Could there be any more enjoyable way to fill the interlude between a bracing sermon and a fine roast dinner than by reading about some dog-collared hypocrite who was dallying with one of his parishioners’ wives, or interfering with his choirboys?
Nothing, surely, except reading about the well-deserved come-uppance of a politician or bank manager.
So it seemed peculiarly sad that the News of the World was not around last weekend to devote its front page (and several further spreads inside) to the exposure of someone who is not only a Methodist minister but a politician and banker as well.
I refer, of course, to the Rev Paul Flowers, Labour party stalwart and former Chairman of the Co-operative Bank, who was amazingly captured on film by the Mail on Sunday trying to buy crystal meth, cocaine and other assorted hard drugs.
He texted of his plans for “a two-day, drug fuelled gay orgy” to provide some much-needed light relief after his grilling by a committee of MPs, to which he had demonstrated a startlingly profound ignorance of banking in general, and of the bank he was supposed to have been chairing in particular.
Inevitably inviting questions as to how an overweight clergyman with a Mr Pastry moustache came to be in nominal charge of the country’s leading ethical banking institution.
You may recall similar questions being asked about the qualifications of some members of the board of Northern Rock after its collapse, though none ever seemed as hopelessly out of his depth as the portly minister.
It seems clear that the Rev Flowers attained his position through political manoeuvring within the co-operative movement. But his appointment still had to be approved by the regulators at the FSA, charged with ensuring that the banking system is run by fit and proper persons.
Whatever were they thinking? Surely they can’t have been imagining that a man of the cloth would at least be above the bonus-driven machinations of a money-obsessed professional banker?

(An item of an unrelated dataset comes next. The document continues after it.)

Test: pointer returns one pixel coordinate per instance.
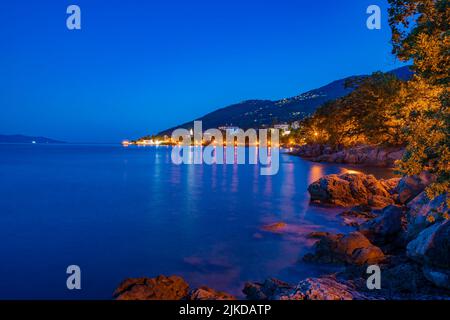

While the tale has all the ingredients of high comedy, a profoundly serious point arises from it. Namely that if banking has now become so complicated that only professional bankers can understand it, who can we get to supervise them in a non-executive capacity?
Clearly you should not be on a board of any kind if you struggle to understand accounts, but I suspect that cynical common sense could still get the averagely intelligent lay person quite a long way.
If the returns on an acquisition or investment seem too good to be true, that will be because they are too good to be true. Forget it and move on to the next item on the agenda.
If people who are motivated purely by greed and fear can attain even more stratospheric bonuses by bending the rules, you can be sure as day follows night that they will bend the rules. So increase the fear element by making doubly sure they will be caught and punished if they do so.
Running banks and building societies should be a simple enough business, securing the deposits of those who have more cash than they currently need and lending it to those who have a use for it.
Instead it has become dominated by vastly over-rewarded individuals obsessed with slashing jobs and costs, lending only to those who don’t need the money, investing in impossibly complex wheezes and forcing the genuinely hard-up into the hands of Wonga and its kin.
The Archbishop of Canterbury, with his strong business background, would clearly make a fine addition to any bank board, but we cannot expect the poor man to sit on all of them in the absence of a great leap forward in cloning technology.
So what I feel we need are more hard-headed northerners prepared to tell these greedy fools a few home truths about what banks are for; and, in the case of the Co-op, to restore my Christmas divi while they are about it.
Would anyone without a serious drug habit care to volunteer?